1) We will never own this fucking cowl
We saw it in the physical store when The Hunger Games Exhibition hit New York City. We rushed over to it. We held it out in our hands. We checked the price tag and promptly said “Oh, to hell with that!” The funny part? It was $20 cheaper then! We realize that it isn’t necessarily being mass produced but.. seriously?! It seems our bank accounts are not big enough to support our Hunger Games habits.

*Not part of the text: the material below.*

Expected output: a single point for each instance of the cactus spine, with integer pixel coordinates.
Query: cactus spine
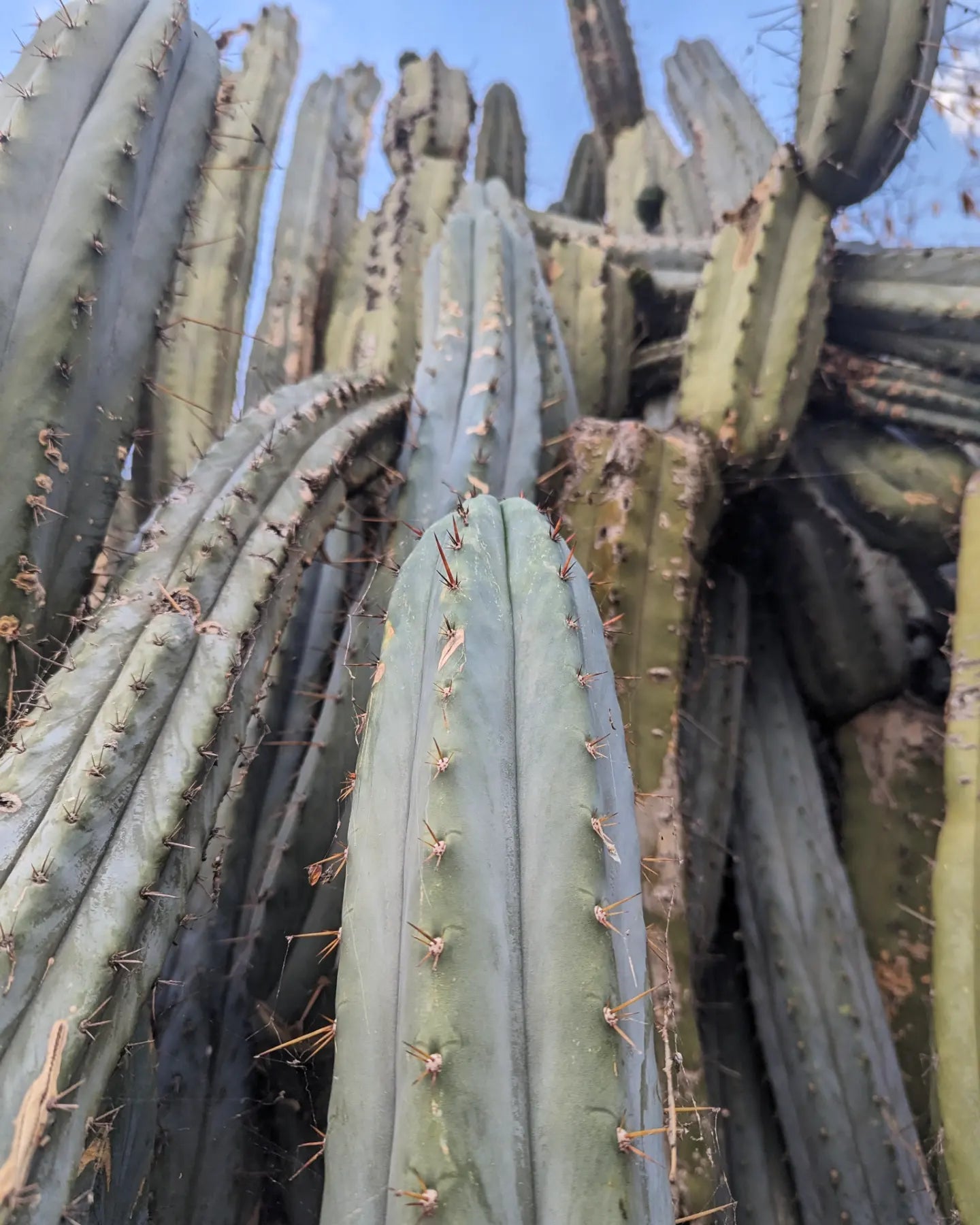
(318, 220)
(190, 397)
(453, 833)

2) Mellark Bakery is a regular ol’ Dunkin Donuts
This must be Mellark Bakery post-revolution, at which time Peeta has apparently turned it into a corporate entity. Because isn’t coffee a rare commodity in Panem? And really, who said “You know what Hunger Games fans would love? COFFEE. Especially considering the rest of our advertising is geared toward teens, some of whom probably haven’t even discovered coffee yet.” Sorry, but I’m not gonna pay several dollars more for the branding here!
3) Cardboard Pocket Peetas (and Katnisses and Gales) seem pretty impractical
This 8-inch cutout figurine is $10. BUT HOW DO YOU TAKE THEM ANYWHERE?! Do you realize how easily we could crush or mangle a cardboard standee that’s this small? We’re pretty sure we’d all pay more for legit action figures than live forever with tiny cardboard characters that forever maintain that “I got folded up once” look!
4) War just keeps on getting trendier
This pink, orange, white, and brown phone case with some black arrows thrown in is called “Katniss At War”. Because obviously, the arrows scream KATNISS and the color scheme says WAR. And then we wonder why more casual audiences have trouble taking the last couple films seriously as war movies!
5) Someone needs to step up their character recognition game
Look, Cressida and Boggs are cool. But if you expect someone to buy a $100 wall-to-wall fathead, they’re not necessary to our series dedication. How about some Finnick? You keep telling us Prim was important, so where is she? Effie, anyone? A little drunk Haymitch? We’d rather have a composite of Katniss, Peeta, and Gale with any of those characters than these fives just because they’re in matching outfits!
So now, per usual, you know have we really feel. This isn’t to say there isn’t anything cool in the store. There’s plenty we want! But merchandising is a crazy, crazy thing and well, we figured we should cover that too!